In Pakistan’s informal market, the exchange rate is approximately:

  • 1 PKR ≈ 1,000 IRR
  • 10 PKR ≈ 10,000 IRR
  • 1,000 PKR ≈ 1,000,000 IRR

However, the international benchmark tells a very different story. The global mid-market rate stands closer to:

  • 1 PKR ≈ 4,721 IRR

This means the open-market rate in Pakistan is trading at nearly 4.7 times higher than the global reference level.

Why the Premium Exists

Several factors are driving this sharp difference in rates:

  • Strong demand for cross-border trade, especially along the Balochistan-Iran corridor
  • Limited access to formal banking channels for settlements
  • Dealer-driven liquidity and speculative trading activity

These conditions have created a parallel pricing system that operates independently of official exchange rates.

Weekly Trend Shows Strong Growth

The informal market has seen noticeable movement over the past week.

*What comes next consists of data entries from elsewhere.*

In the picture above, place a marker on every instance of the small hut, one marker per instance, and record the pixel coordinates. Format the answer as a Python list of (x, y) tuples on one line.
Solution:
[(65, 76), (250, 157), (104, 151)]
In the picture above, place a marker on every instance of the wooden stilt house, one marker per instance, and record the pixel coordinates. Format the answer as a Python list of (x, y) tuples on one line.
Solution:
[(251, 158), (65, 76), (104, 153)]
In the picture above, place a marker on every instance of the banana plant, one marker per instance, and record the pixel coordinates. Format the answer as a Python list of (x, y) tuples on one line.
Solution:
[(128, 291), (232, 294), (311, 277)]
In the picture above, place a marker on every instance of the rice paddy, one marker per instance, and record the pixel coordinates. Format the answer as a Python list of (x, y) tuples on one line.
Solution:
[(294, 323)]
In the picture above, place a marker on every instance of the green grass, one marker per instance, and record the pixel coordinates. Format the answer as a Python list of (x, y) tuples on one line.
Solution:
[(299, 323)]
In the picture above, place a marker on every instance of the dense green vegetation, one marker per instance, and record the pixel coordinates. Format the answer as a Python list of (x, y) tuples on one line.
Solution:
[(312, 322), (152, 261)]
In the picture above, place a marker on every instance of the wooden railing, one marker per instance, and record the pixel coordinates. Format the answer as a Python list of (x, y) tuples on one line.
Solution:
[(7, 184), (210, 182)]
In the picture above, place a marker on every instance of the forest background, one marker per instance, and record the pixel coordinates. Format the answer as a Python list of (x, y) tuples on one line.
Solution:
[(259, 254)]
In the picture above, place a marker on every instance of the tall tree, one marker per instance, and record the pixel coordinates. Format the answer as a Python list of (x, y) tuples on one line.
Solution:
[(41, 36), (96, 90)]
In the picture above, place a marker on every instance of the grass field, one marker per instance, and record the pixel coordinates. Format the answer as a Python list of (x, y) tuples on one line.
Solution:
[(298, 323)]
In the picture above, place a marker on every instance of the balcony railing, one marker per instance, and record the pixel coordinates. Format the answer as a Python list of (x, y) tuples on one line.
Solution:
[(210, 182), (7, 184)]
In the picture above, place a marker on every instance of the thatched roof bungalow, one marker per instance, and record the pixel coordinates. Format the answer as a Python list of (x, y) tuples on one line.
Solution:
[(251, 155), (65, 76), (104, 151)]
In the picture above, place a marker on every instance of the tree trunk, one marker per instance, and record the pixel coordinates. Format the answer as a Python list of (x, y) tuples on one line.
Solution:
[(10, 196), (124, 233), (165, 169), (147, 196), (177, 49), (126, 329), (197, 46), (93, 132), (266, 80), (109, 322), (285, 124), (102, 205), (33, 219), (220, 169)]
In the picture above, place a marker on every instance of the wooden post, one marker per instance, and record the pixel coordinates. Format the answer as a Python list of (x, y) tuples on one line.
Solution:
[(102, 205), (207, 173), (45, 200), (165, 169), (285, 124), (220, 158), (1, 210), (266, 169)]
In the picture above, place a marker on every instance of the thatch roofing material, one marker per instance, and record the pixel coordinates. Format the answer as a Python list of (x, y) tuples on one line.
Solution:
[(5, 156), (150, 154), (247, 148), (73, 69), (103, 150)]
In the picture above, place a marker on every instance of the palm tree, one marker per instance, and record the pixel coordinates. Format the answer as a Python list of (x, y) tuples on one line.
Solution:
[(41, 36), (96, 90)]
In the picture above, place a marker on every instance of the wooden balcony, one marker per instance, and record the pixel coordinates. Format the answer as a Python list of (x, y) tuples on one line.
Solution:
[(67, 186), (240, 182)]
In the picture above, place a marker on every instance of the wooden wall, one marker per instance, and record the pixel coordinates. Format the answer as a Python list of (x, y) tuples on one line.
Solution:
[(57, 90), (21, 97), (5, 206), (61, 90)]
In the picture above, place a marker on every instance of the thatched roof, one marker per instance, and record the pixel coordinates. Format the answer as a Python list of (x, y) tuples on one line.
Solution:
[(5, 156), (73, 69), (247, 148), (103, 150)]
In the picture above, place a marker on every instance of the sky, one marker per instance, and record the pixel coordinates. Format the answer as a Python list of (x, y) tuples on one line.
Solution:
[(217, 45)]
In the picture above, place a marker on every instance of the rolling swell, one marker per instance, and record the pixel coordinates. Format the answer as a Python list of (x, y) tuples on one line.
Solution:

  • Previous range: PKR 6,500 – 8,500 per crore IRR
  • Current range: PKR 8,000 – 10,000 per crore IRR

This reflects an estimated 15% to 25% increase in trading activity and pricing.

Market Activity and Demand

Daily transaction volumes are estimated at $4–6 million equivalent, driven by:

  • Border trade settlements
  • Remittance flows
  • Short-term speculative positioning

These factors continue to support demand for physical rial transactions in Pakistan.

Read more:Iranian Rial Rate in Pakistan Today – April 29, 2026

Advisory for Traders

Market participants are advised to confirm real-time rates through licensed dealers or institutions like the State Bank of Pakistan and members of the Exchange Companies Association of Pakistan (ECAP).

Informal market rates can fluctuate frequently and may carry additional risks compared to official channels.

About IRR and PKR

The Iranian rial is the official currency of Iran and is managed by its central bank. It has faced long-term pressure due to sanctions, inflation, and economic challenges.

Meanwhile, the Pakistani Rupee has been Pakistan’s official currency since 1948, with its performance influenced by inflation, trade balance, and foreign exchange inflows.

Conclusion

Overall, the Iranian rial’s premium in Pakistan’s open market highlights the impact of informal trade and restricted financial channels. As demand remains strong, exchange rates are likely to stay volatile in the near term.